Ports in Britain could gain advantage over ports in the European Union due to Brexit by dodging the EU’s proposed Ports Services Regulation, Reuters has cited leading UK port operators as saying.
The decision to leave the European Union could be beneficial for British terminals which would be otherwise ‘unfairly’ affected by the new regulation because most of them are privately funded and do not receive any subsidy from local authorities.
Mark Whitworth, chief executive of Peel Ports, told Reuters that Brexit allowed British port operators to have ”a level playing field and no interference from government.”
The EU rules encompass port services such as piloting but include port charges and exemptions for state aid as well, making it more expensive for British operators and influencing their ability to control prices.

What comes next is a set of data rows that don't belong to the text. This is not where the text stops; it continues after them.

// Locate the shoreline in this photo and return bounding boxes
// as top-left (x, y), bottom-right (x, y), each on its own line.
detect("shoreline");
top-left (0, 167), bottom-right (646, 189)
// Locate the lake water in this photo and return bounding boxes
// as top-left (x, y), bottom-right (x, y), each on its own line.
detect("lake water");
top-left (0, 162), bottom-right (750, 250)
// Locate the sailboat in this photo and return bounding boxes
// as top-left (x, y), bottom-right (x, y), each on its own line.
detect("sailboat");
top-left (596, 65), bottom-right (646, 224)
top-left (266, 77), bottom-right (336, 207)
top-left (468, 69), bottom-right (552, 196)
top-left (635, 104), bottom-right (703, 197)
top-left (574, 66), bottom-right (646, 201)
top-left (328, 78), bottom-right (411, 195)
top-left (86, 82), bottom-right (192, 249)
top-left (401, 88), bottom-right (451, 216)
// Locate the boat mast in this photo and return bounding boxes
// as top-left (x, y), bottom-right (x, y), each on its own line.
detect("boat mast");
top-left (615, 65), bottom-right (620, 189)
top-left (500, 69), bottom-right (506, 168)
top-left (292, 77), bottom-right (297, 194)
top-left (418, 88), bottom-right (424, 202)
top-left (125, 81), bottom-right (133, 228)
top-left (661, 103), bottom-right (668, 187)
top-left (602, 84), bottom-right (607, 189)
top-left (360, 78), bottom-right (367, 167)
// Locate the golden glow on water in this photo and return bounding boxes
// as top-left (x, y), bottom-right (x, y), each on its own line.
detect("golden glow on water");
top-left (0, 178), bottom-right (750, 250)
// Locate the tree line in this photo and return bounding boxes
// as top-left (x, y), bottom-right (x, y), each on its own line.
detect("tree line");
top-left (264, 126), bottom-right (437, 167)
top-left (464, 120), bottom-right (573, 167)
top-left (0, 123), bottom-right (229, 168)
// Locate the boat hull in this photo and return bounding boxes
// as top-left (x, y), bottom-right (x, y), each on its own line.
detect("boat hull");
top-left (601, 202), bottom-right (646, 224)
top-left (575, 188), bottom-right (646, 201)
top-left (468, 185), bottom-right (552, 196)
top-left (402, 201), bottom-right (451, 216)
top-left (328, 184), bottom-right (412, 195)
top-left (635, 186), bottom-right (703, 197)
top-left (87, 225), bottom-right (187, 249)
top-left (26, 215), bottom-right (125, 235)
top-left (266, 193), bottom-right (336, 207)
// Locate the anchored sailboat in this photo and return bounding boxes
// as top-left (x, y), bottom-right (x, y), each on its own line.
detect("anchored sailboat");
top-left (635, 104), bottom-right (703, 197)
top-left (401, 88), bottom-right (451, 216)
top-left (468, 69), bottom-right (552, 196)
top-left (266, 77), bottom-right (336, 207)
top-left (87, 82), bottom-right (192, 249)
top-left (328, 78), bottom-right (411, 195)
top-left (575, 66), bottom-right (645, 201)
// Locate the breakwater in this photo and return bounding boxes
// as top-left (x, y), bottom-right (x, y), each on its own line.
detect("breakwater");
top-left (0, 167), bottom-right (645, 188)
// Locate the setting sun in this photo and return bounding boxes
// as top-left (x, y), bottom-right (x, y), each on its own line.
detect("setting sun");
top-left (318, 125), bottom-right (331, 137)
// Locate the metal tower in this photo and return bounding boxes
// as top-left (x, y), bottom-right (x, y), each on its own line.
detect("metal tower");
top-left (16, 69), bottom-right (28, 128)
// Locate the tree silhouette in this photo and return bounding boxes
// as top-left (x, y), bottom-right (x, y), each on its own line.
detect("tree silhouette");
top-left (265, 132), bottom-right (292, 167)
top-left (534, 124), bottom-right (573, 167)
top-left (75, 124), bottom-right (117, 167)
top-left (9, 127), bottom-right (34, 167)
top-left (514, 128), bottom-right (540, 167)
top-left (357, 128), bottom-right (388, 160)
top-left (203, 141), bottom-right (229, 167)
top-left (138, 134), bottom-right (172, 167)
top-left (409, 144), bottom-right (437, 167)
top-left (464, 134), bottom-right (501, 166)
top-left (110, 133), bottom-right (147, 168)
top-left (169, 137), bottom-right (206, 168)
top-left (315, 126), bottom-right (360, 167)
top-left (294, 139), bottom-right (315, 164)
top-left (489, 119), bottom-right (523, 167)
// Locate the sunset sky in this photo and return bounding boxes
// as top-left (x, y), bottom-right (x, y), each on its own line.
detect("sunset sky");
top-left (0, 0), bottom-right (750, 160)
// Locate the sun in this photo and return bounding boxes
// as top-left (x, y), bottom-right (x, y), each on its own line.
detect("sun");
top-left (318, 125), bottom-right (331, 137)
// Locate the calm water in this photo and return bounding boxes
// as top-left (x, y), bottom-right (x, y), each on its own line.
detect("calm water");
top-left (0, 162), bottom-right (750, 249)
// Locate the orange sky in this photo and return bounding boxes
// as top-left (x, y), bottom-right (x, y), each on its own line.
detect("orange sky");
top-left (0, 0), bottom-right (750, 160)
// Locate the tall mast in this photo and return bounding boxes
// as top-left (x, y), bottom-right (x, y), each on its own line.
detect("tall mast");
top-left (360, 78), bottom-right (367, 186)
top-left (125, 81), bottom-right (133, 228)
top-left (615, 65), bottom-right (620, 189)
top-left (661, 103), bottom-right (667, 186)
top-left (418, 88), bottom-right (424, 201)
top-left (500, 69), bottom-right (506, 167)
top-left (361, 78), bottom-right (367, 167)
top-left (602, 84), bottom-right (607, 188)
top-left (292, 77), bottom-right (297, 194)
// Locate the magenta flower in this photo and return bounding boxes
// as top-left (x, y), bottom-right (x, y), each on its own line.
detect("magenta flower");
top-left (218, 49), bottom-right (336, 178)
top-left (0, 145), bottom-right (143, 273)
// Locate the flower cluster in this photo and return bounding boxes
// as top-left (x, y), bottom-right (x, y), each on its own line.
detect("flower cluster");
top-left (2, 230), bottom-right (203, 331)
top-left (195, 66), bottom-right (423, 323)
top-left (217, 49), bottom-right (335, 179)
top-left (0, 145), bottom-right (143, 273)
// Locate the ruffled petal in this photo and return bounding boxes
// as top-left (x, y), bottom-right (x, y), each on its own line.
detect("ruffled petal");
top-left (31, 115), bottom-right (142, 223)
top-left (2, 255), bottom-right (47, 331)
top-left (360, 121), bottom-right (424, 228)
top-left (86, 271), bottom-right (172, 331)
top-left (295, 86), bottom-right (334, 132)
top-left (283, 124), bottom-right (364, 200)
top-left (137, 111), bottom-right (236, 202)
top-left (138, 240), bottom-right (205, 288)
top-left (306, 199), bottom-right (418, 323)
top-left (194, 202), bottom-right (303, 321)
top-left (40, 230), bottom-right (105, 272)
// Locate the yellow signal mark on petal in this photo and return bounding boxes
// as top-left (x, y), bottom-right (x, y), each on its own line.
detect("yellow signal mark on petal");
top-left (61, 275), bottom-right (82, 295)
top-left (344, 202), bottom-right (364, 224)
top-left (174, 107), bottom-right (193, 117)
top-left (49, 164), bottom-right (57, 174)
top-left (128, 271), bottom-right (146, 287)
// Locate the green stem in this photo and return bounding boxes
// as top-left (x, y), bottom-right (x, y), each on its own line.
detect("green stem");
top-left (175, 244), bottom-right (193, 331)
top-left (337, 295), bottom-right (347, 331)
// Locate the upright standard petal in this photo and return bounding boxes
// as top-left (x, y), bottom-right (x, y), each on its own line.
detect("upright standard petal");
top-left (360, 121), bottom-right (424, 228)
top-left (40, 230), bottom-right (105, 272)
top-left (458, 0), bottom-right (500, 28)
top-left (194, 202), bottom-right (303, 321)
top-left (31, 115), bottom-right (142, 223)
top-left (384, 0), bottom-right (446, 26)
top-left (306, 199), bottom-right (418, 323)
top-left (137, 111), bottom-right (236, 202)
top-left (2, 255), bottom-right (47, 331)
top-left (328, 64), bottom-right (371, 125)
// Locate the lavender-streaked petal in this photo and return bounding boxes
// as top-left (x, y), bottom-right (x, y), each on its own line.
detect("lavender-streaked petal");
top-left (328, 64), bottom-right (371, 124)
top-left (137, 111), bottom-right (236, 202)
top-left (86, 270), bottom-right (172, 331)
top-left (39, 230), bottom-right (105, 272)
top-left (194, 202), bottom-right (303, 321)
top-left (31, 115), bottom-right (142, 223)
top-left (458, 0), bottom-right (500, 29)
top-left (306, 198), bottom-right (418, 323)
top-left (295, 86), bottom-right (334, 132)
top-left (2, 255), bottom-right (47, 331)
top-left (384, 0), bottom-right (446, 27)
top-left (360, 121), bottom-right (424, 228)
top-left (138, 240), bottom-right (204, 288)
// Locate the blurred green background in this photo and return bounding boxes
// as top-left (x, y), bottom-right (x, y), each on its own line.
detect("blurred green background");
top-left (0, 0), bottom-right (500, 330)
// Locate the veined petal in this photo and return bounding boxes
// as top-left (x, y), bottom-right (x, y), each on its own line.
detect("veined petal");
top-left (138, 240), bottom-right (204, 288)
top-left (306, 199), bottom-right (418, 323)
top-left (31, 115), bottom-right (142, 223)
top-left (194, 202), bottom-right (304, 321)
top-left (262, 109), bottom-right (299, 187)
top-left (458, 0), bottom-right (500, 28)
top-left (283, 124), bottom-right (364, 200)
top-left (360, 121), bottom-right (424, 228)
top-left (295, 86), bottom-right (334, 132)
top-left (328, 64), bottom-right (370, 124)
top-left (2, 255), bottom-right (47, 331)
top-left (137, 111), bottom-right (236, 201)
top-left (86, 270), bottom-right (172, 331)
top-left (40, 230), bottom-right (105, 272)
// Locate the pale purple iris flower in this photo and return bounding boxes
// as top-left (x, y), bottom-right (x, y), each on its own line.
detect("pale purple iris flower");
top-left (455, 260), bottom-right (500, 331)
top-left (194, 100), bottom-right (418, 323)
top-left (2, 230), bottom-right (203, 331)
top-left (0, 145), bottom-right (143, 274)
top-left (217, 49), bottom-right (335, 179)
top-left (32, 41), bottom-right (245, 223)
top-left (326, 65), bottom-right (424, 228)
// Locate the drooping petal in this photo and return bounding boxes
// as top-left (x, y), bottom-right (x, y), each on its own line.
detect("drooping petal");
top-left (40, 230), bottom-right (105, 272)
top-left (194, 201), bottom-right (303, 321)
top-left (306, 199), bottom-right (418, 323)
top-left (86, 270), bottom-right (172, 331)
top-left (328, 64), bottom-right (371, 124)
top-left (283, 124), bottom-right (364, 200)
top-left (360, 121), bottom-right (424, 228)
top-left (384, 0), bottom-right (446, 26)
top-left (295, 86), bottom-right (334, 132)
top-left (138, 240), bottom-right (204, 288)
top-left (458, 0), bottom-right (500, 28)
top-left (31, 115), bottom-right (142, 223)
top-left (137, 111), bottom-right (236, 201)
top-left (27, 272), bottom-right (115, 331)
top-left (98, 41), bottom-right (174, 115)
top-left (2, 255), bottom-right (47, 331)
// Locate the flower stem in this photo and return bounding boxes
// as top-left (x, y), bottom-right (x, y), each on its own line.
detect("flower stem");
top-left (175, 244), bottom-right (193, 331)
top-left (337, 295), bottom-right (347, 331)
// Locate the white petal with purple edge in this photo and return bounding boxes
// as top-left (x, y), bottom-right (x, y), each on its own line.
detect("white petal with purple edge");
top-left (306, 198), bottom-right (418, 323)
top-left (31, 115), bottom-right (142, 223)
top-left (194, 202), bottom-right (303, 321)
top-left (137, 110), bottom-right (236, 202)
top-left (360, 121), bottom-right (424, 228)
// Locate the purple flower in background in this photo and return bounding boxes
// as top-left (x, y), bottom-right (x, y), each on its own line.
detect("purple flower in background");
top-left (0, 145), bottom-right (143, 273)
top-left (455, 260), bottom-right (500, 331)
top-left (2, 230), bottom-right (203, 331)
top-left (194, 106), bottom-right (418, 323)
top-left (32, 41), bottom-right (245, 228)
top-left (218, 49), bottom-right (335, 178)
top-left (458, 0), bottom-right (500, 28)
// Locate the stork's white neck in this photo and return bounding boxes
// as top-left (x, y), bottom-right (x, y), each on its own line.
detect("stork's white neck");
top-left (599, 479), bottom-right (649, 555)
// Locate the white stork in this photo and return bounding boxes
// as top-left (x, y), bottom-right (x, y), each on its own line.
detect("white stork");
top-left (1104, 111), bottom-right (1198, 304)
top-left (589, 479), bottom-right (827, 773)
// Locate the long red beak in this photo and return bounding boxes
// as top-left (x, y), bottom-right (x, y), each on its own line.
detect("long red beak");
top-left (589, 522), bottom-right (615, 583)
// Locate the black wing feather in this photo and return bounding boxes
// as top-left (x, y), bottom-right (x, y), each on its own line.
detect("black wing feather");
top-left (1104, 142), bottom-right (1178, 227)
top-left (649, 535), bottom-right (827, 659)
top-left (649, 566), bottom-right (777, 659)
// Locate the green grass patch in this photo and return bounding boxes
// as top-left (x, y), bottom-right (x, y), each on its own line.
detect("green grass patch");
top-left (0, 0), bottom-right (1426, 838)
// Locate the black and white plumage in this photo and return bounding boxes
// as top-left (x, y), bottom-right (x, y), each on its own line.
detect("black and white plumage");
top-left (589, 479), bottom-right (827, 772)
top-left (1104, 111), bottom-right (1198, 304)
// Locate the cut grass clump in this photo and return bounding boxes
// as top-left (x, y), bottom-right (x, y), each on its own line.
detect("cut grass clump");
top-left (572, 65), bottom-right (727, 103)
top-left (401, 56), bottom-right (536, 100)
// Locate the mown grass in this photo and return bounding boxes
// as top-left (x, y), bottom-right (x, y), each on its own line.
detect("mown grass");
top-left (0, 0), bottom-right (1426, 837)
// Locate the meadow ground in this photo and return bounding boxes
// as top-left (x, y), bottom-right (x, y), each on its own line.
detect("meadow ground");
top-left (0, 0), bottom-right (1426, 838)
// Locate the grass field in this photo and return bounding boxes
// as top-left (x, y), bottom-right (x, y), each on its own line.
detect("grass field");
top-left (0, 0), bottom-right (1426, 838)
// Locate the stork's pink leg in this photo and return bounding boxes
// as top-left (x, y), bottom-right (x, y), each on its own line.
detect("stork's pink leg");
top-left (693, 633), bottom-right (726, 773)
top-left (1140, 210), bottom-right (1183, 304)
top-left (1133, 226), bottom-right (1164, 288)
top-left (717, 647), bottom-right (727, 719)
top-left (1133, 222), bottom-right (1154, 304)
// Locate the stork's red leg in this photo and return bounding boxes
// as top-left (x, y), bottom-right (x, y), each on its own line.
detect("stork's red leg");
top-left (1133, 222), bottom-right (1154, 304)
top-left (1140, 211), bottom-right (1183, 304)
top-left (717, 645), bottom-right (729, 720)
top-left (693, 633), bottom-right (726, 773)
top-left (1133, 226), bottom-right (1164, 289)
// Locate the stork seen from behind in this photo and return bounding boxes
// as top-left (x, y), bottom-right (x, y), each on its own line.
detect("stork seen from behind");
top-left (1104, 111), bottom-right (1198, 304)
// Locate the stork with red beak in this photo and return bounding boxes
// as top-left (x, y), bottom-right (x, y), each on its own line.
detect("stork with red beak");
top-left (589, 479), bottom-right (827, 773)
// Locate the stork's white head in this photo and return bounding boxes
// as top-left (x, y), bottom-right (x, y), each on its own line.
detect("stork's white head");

“Brexit does offer us the opportunity to say goodbye to a whole range of inappropriate and costly regulations,” James Cooper, chief executive of leading British operator Associated British Ports (ABP), was quoted by Reuters as saying.
43 ports in Britain out of 319 in total would be affected by the EU regulations.
Peel Ports and Associated British Ports (ABP) – both privately owned groups – intend to press on with their investment programs despite the country’s exit from the EU.
Peel Ports has invested more than GBP 300 million (USD 393 million) in Liverpool’s deepwater container terminal, which is expected to be opened in October this year.
ABP also plans to make investments worth GBP 1 billion over the next four to five years.